By Diane Ainsworth, Public Affairs
 


turkeys

Commercially raised turkeys weren't on the menu in 1621 when Plymouth settlers and native Americans held the first Thanksgiving dinner. The turkey's wild cousins and venison were the main course. Peg Skorpinski photo.



15 NOVEMBER 00 | From the first Thanksgiving to today's turkey burgers, the wild bird has been a part of the American tradition dating back hundreds of years.

The first Thanksgiving in 1621 may have been history's most important potluck dinner. The pilgrims and native Americans each contributed the foods they knew and grew, and in 379 years, the basic menu hasn't changed all that much.

"A great store of wild turkeys, and venison from the Indians' hunt, was prepared as a harvest celebration in 1621," said the College of Letters & Science's James Kettner, an authority on early American history. "The Plymouth settlers had been through a hard year after arriving in 1620, and only 50 had survived the first winter. The Wampanoag Indians living in Plymouth joined them in a Puritan harvest celebration after a plentiful summer and fall, and cooked deer and corn, which the Englishmen knew nothing about."

Reading from a letter from Edward Winslow, dated 11 December 1621, to a friend in England, Kettner described the first Thanksgiving:

"'Our harvest being gotten in, our governor sent four men on fowling that day so we might, after a more special manner, rejoice together after we had gathered the fruits of our labor. They four, in one day, killed as much fowl as, with a little beside, served the company almost a week. At which time, amongst our other recreations, we exercised our arms. Many of the Indians coming amongst us, and amongst the rest their greatest king, Massasoit, with some 90 men, whom for three days we entertained and feasted. And they went out and killed five deer, which they brought to the plantation and bestowed on our governor and the captain and others."

While the turkey hasn't changed, some of the basics, like corn, sure have. According to the University of Michigan's Richard Ford, a type of maize called Northern Flint maize would be similar to the corn eaten at that first Thanksgiving feast.

They probably didn't eat it on the cob with butter or salt, though. "Most likely they removed the kernels, ground them up and prepared them as a form of soup or put it with wood ash and made a kind of a hominy," Ford said.
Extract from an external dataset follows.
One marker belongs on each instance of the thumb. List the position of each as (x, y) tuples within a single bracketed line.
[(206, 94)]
Pumpkins have changed too. They weren't always bright, orange and plump. "The first pumpkins we had were very small, gourd-type things," Ford said.

Benjamin Franklin was the first to propose the turkey as the official United States bird, after expressing dismay that the bald eagle had been chosen instead. Franklin wrote to his daughter, referring to the eagle's "bad moral character," saying, "I wish the bald eagle had not been chosen as the representative of our country! The turn turkey is a much more respectable bird, and withal a true original native of America."

Once that score had been settled, turkeys became part of the traditional fall harvest holiday. President Abraham Lincoln proclaimed Thanksgiving a national holiday in 1863, supposedly as a response to a campaign organized by a magazine editor, Sara Joseph Hale. In 1939, President Franklin Roosevelt moved Thanksgiving Day forward one week to its present date.

In 1999, the National Turkey Federation reported that about 273 million turkeys were raised. They estimated 45 million of those turkeys were eaten at Thanksgiving, 22 million at Christmas and 19 million at Easter.

Some tips on keeping your holiday feast low cal
"Cut out all of the fat from the turkey after you open it," said Joanne Ikeda, a Berkeley nutrition education specialist. "When you prepare the broth from the giblets, let the broth cool, then skim off all that fat. Stay away from butter. Deck up the dinner with green beans and lots of other vegetables. Use whole wheat crusts for your pumpkin pie."

Eat white meat, which is less caloric than dark meat, she said. Save the dark meat for grilling, barbecuing and soups. Dark meat holds up well in rich marinades.